During SI in pear, the cessation of pollen tube growth generally occurs approximately halfway into the pistil. Thus, PbrS-RNase accumulates to a level at which depolymerization of the actin cytoskeleton is sufficient to induce PCD signaling in an incompatible pollen tube. However, in the early stage of SI in pear, i.e., when the pollen tube has not yet reached half the length of the pistil, PbrS-RNase levels in incompatible pollen tubes are low, and the PbrS-RNase-induced degree of actin depolymerization is not sufficient to induce PCD signaling and can be rescued by PbrS-RNase-elicited PA (see below). This process would delay the SI signaling pathway, leading to pollen tube death in incompatible pollen tubes when PbrS-RNase accumulates to sufficient levels.

PbrPLDδ1-Derived PA Mitigates PbrS-RNase Cytotoxicity by Stabilizing the Actin Cytoskeleton

Plants have evolved complex protective mechanisms against invasion.
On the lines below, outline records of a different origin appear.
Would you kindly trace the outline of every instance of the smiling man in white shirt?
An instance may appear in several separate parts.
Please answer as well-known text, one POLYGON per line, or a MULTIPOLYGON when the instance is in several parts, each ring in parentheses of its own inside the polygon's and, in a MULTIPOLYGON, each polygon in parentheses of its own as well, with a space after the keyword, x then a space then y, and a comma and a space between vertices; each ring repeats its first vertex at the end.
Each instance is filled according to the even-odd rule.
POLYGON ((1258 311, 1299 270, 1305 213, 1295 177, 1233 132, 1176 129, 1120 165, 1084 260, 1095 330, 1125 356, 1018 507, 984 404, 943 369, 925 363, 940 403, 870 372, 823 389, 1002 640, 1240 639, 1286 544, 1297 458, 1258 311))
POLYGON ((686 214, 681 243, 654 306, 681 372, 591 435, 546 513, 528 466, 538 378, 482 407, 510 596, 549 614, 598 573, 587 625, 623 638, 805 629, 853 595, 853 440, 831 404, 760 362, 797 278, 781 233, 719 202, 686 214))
We have produced several lines of evidence suggesting that PbrPLDδ1-derived PA initially mediates a defense response against PCD signaling in the pollen tube promoted by PbrS-RNase. First, 1-butanol, an inhibitor of PLD-dependent PA production, accelerates PCD signaling in self-incompatible pollen tubes (Figure 7C). Second, PbrPLDδ1 is the sole pollen-expressed PLD shown to be directly involved in the PbrS-RNase-specific signaling pathway in pear, despite the expression of six other PbrPLD genes in pear pollen tubes (Figure 6). Specific inhibition of PbrPLDδ1 expression via as-ODN silencing impaired SI-induced PA production and accelerated PCD in self-incompatible pollen tubes (Figures 6 and 7). Moreover, complementation assays in which PA was added to pollen cultures alleviated the accelerated death of PbrPLDδ1-as-ODN pollen tubes during the SI response (Figure 7B). These results are important for determining the mechanism of PLD action, as other products are generated in addition to PA. However, as we did not observe a direct interaction between PbrS-RNase and PbrPLDδ1 (Supplemental Figure 14), the association between incompatible PbrS-RNase and PbrPLDδ1 in pollen remains to be elucidated.
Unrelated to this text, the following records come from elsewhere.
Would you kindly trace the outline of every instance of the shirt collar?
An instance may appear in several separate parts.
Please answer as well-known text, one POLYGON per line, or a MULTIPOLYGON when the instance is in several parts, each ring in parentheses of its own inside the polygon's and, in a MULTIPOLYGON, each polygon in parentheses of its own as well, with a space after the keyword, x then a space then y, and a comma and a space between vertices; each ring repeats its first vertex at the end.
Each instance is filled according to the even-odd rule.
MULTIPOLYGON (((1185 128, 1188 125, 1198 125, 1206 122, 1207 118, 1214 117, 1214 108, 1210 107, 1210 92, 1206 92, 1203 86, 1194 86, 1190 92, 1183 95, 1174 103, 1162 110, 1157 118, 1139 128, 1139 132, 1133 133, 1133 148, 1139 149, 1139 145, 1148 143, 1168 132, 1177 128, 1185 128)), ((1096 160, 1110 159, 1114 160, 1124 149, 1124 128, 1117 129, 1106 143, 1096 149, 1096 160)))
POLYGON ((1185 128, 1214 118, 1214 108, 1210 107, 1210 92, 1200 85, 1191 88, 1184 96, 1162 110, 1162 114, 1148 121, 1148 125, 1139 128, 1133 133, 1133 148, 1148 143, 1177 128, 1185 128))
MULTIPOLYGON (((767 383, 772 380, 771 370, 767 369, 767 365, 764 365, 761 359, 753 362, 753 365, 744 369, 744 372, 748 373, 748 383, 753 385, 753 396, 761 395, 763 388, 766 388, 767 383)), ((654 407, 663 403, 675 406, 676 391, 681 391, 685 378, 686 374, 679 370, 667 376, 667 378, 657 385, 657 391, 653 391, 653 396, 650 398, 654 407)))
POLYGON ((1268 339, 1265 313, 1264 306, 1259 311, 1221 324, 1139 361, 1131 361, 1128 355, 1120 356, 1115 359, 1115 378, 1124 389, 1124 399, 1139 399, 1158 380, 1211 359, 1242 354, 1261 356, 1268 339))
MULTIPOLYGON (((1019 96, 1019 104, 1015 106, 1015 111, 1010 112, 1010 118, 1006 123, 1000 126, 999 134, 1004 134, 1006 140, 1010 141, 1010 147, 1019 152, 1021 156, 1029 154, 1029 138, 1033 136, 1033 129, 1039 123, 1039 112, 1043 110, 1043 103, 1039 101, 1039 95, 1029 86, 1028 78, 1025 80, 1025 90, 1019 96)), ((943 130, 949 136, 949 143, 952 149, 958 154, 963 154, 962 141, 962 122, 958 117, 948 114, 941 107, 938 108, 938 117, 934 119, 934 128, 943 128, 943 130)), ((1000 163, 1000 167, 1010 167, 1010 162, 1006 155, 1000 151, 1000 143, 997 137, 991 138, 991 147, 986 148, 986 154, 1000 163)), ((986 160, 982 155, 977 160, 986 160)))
The cytoskeleton is one of the most important targets of PLD/PA (Pleskot et al., 2012, 2013). The ability of PLDδ and its product, PA, to regulate microtubule cytoskeletal dynamics might contribute to plant resistance to non-host powdery mildew fungal penetration (Pinosa et al., 2013). AtPLDδ directly interacts with actin to modulate fundamental cellular processes (Angelayy et al., 2009), and our findings indicate that the protection of the actin cytoskeleton in self-incompatible pollen tubes by PbrPLDδ1 is mediated by its product, PA. The increased PA levels might slow the depolymerization of the actin cytoskeleton elicited by SI (Figure 8). However, our results show that PbrPLDδ1-derived PA is unable to reverse depolymerization of the actin cytoskeleton or to halt cell death in self-incompatible pollen tubes, pointing to the existence of other signaling pathways that terminate the growth of self-incompatible pollen tubes. Based on our data, we propose that PbrPLDδ1-derived PA plays a protective role in pear pollen tubes during the early stages of SI signaling, thus providing a connection between PLD/PA and SI. PLD/PA may be a key player in the recently proposed molecular mechanism described by the “all-or-nothing” or “S-RNase threshold phenomenon” hypothesis, which suggests that the SI response requires the presence of a minimum concentration of incompatible S-RNase in the pollen tube to ultimately trigger PCD (Soulard et al., 2014). Our findings are also consistent with the notion that PLDδ suppresses cell death in plants (Zhang et al., 2003; Li et al., 2004). Overall, our identification of the role of PbrPLDδ1 not only opens up a new avenue for studying S-RNase-based SI, but it also sheds light on the molecular nature of PLDδ-derived PA in response to biological stimuli.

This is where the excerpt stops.